Meningitis: una enfermedad grave que se puede prevenir

25/05/2021

La meningitis puede ser grave pero, si se detecta pronto, puede resolver de forma satisfactoria.

Es muy importante que tu hijo reciba las vacunaciones sistemáticas, que sepas identificar los síntomas de esta enfermedad y que pidas atención médica inmediata si sospechas que la podría haber contraído.

La meningitis es la inflamación de las meninges (las membranas que recubren el cerebro y la médula espinal). La mayoría de los casos de meningitis son de origen bacteriano o vírico.

  • La meningitis bacteriana es muy poco frecuente, pero suele ser grave y puede ser de riesgo vital si no se trata inmediatamente.
  • La meningitis viral es relativamente común y mucho menos grave. A menudo no se llega a diagnosticar porque los síntomas pueden ser similares a los de una gripe común.

La meningitis se contagia con facilidad entre personas que conviven en espacios cerrados y reducidos. Por ello, tiende a afectar a niños y adolescentes que duermen en internados o colegios mayores.
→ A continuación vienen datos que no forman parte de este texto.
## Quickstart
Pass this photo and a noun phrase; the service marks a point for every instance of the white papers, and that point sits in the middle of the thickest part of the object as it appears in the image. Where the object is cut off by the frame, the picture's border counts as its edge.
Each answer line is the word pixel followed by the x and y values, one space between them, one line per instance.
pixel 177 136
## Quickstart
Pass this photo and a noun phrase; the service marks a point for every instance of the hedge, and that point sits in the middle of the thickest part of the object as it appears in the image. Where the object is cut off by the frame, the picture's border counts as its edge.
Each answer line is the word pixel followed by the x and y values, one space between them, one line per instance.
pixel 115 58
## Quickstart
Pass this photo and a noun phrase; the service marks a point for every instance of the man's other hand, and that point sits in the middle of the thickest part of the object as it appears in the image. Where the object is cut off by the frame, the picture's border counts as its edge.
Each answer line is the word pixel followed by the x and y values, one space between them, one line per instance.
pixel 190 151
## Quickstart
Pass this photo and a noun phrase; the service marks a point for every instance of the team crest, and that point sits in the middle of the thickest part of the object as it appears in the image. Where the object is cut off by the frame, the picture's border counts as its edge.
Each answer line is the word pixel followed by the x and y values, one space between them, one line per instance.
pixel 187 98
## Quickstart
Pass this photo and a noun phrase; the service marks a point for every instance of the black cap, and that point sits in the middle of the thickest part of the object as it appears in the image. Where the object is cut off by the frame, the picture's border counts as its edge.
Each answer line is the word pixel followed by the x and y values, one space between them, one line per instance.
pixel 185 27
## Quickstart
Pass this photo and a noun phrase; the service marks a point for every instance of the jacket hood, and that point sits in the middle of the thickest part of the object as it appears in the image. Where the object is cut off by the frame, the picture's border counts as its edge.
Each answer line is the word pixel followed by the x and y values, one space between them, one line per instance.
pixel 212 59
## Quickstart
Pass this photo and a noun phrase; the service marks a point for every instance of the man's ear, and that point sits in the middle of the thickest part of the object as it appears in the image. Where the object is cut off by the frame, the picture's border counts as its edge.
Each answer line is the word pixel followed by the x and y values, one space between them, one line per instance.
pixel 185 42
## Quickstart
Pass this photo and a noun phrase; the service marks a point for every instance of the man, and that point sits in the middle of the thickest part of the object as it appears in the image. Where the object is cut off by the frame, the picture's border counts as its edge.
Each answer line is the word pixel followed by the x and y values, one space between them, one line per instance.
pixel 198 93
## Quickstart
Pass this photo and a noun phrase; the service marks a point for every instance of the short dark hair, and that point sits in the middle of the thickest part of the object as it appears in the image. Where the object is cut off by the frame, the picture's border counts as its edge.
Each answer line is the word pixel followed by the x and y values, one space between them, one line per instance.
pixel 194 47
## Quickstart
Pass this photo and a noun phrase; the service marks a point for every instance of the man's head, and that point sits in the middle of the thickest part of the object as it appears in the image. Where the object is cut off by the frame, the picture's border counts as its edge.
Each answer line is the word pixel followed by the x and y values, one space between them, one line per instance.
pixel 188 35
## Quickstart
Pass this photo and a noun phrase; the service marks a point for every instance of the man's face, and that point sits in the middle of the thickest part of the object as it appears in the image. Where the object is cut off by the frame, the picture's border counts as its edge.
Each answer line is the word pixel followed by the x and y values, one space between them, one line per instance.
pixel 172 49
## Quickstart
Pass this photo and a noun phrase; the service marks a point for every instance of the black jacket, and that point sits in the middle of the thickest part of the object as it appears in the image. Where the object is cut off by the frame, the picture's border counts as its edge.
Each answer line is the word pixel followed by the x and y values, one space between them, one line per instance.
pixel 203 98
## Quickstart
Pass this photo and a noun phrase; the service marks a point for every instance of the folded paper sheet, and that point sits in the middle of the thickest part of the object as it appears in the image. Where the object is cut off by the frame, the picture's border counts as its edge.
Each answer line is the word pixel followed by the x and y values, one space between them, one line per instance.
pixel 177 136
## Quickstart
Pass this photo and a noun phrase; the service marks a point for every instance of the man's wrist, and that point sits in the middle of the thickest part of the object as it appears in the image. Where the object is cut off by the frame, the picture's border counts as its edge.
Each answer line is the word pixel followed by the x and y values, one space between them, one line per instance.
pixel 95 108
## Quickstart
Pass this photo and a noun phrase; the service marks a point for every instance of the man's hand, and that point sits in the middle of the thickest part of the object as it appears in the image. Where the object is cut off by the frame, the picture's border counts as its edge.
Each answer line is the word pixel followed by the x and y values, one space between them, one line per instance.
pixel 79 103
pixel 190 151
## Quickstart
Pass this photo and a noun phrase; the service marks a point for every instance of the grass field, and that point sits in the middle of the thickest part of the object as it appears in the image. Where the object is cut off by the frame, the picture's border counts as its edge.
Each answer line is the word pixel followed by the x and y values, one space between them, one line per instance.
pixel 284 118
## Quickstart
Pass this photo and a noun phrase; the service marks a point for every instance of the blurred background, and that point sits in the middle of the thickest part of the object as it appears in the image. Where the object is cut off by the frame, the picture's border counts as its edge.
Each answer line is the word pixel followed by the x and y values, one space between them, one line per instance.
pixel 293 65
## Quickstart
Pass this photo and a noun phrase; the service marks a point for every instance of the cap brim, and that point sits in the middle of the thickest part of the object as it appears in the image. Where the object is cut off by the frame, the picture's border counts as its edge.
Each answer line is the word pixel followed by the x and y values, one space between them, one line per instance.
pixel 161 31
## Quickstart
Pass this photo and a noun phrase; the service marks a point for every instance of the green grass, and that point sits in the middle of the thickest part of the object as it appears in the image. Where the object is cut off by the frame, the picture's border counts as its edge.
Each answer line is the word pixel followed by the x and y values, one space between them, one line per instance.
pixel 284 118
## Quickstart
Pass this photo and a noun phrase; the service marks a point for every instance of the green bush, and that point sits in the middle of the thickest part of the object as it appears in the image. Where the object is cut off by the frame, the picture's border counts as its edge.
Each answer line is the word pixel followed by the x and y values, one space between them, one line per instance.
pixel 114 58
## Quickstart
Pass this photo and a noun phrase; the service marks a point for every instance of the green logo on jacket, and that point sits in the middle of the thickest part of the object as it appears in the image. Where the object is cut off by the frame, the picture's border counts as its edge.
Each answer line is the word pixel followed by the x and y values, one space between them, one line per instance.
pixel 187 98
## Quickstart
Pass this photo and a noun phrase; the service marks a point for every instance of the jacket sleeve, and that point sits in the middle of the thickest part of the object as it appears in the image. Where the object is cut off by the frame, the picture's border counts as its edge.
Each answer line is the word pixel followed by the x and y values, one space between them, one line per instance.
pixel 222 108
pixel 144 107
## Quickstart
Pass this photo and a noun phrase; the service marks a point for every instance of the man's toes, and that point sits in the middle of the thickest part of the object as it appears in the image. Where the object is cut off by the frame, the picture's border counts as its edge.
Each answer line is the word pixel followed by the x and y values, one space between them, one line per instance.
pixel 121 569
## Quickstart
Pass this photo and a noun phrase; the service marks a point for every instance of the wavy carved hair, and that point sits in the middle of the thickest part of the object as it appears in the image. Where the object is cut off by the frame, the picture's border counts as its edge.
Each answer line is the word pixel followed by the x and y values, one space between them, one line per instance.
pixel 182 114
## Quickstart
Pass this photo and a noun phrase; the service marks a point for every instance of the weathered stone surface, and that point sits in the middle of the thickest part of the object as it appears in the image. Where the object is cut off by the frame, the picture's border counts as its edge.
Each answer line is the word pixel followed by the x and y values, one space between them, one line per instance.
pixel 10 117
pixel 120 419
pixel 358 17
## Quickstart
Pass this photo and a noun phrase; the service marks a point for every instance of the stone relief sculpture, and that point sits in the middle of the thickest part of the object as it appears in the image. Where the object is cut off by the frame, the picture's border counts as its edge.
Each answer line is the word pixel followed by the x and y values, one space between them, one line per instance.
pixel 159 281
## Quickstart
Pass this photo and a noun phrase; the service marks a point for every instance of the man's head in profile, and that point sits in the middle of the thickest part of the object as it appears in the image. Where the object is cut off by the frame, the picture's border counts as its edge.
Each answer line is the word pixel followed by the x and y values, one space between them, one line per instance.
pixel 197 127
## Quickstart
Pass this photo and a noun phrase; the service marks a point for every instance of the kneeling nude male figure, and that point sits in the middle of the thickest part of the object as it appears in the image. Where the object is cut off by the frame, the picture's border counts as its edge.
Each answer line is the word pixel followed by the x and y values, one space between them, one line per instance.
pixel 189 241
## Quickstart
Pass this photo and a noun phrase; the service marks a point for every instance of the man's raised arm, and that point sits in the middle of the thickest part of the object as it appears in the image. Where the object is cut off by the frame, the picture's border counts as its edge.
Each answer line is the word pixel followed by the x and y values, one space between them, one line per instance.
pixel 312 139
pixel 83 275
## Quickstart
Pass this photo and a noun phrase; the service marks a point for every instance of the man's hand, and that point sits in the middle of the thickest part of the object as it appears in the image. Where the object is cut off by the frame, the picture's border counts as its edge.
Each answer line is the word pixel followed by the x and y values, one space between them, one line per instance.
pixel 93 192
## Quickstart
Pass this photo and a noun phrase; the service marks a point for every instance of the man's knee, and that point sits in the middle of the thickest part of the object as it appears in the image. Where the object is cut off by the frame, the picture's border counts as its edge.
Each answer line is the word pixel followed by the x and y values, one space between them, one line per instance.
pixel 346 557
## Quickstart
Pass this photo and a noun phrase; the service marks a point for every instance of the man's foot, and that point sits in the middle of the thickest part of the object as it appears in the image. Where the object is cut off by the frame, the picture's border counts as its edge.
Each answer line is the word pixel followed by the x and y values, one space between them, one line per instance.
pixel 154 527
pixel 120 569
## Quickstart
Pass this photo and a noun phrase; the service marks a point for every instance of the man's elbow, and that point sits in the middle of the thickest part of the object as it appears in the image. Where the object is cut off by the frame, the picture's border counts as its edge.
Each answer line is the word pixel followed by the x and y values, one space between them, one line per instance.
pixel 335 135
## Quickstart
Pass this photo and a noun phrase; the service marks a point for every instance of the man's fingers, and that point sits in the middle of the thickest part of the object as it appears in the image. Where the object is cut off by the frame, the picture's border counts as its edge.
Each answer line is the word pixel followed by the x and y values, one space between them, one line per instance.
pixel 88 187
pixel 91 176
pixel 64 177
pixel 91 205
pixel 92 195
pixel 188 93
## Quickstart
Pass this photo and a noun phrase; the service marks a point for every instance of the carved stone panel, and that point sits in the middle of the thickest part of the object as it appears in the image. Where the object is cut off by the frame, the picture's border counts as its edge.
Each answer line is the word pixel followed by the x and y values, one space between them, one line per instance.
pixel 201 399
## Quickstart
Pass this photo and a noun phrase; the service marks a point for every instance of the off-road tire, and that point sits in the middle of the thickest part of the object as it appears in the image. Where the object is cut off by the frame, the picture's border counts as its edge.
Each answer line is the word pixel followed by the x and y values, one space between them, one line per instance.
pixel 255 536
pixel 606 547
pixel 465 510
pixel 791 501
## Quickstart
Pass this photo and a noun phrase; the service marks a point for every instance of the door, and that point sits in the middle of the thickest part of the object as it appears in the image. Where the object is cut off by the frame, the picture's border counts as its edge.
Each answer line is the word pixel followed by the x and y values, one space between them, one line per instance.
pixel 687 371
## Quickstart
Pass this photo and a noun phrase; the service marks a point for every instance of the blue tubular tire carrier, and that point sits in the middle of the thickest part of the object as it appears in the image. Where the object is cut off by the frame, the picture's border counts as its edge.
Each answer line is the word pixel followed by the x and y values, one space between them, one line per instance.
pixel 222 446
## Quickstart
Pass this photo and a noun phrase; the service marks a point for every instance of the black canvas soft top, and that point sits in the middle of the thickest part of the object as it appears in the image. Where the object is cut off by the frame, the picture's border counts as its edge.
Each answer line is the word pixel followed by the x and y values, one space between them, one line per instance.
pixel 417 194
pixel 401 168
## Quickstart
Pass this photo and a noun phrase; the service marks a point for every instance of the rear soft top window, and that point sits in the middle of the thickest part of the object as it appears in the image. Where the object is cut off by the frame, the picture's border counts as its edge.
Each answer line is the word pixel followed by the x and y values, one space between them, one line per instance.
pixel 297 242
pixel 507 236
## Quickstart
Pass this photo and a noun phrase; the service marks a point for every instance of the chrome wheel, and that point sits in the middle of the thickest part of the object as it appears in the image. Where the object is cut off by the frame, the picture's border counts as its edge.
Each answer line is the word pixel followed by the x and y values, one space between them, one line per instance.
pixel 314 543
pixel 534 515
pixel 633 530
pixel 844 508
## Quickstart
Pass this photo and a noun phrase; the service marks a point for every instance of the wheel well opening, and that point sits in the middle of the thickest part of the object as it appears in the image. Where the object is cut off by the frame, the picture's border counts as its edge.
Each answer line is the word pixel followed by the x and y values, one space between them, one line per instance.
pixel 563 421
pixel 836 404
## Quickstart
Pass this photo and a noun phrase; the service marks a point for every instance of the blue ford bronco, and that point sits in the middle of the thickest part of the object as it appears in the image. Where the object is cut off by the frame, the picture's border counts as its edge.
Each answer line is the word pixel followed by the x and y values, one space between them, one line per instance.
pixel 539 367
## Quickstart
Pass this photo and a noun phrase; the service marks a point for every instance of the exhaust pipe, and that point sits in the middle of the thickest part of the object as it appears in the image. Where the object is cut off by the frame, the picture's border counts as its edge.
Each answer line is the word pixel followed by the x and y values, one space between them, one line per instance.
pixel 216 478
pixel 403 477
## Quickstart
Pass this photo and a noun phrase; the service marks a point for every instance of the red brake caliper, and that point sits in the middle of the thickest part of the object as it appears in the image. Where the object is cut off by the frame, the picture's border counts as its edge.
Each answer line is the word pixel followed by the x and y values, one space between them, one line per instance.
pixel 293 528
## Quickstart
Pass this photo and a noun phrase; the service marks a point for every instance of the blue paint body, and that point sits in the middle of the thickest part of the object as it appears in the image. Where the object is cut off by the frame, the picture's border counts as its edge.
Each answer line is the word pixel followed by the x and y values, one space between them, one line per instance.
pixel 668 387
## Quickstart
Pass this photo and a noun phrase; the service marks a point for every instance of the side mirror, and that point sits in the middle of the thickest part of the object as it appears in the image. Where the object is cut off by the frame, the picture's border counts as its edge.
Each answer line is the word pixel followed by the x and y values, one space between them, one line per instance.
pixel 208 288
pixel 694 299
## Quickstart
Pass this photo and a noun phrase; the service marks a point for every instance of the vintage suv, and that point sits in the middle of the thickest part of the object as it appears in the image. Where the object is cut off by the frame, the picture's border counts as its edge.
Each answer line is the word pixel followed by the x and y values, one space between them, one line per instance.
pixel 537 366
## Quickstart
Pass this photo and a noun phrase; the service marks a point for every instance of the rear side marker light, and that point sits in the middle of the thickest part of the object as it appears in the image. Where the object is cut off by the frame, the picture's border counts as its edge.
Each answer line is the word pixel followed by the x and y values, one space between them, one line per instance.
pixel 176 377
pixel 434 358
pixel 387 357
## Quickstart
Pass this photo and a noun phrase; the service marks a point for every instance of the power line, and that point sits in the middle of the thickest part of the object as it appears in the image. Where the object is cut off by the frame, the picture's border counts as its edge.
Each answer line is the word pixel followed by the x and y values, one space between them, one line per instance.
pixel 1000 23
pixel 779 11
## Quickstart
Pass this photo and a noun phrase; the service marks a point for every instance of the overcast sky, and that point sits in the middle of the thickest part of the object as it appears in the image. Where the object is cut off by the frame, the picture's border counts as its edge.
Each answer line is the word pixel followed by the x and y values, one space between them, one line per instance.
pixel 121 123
Si tu hijo entra en contacto con una persona que sufre una meningitis bacteriana, contacta con su pediatra, porque es posible que le recomiende un medicamento de tipo preventivo para evitar el contagio.          

Síntomas de la meningitis

Entre los síntomas más frecuentes de la meningitis se incluyen:
  • Fiebre
  • Somnolencia
  • Irritabilidad
  • Dolor de cabeza
  • Fotofobia (ojos hipersensibles a la luz)
  • Rigidez de cuello (y nuca)
  • Erupciones cutáneas
  • Convulsiones

En los lactantes, la meningitis puede cursar con síntomas adicionales, como:

  • Ictericia (tonalidad amarillenta en la piel)
  • Rigidez de todo el cuerpo
  • Inapetencia
  • Succión débil
  • Llanto agudo
  • Fontanelas abultadas
  • Irritabilidad con gran dificultad para consolarlos

Diagnóstico y tratamiento

Si el pediatra sospecha que un niño podría sufrir una meningitis, se realizará una punción lumbar. Esta prueba sirve para identificar cualquier signo de inflamación en el líquido cefalorraquídeo del paciente y permitirá identificar si la infección ha sido provocada por un virus o una bacteria.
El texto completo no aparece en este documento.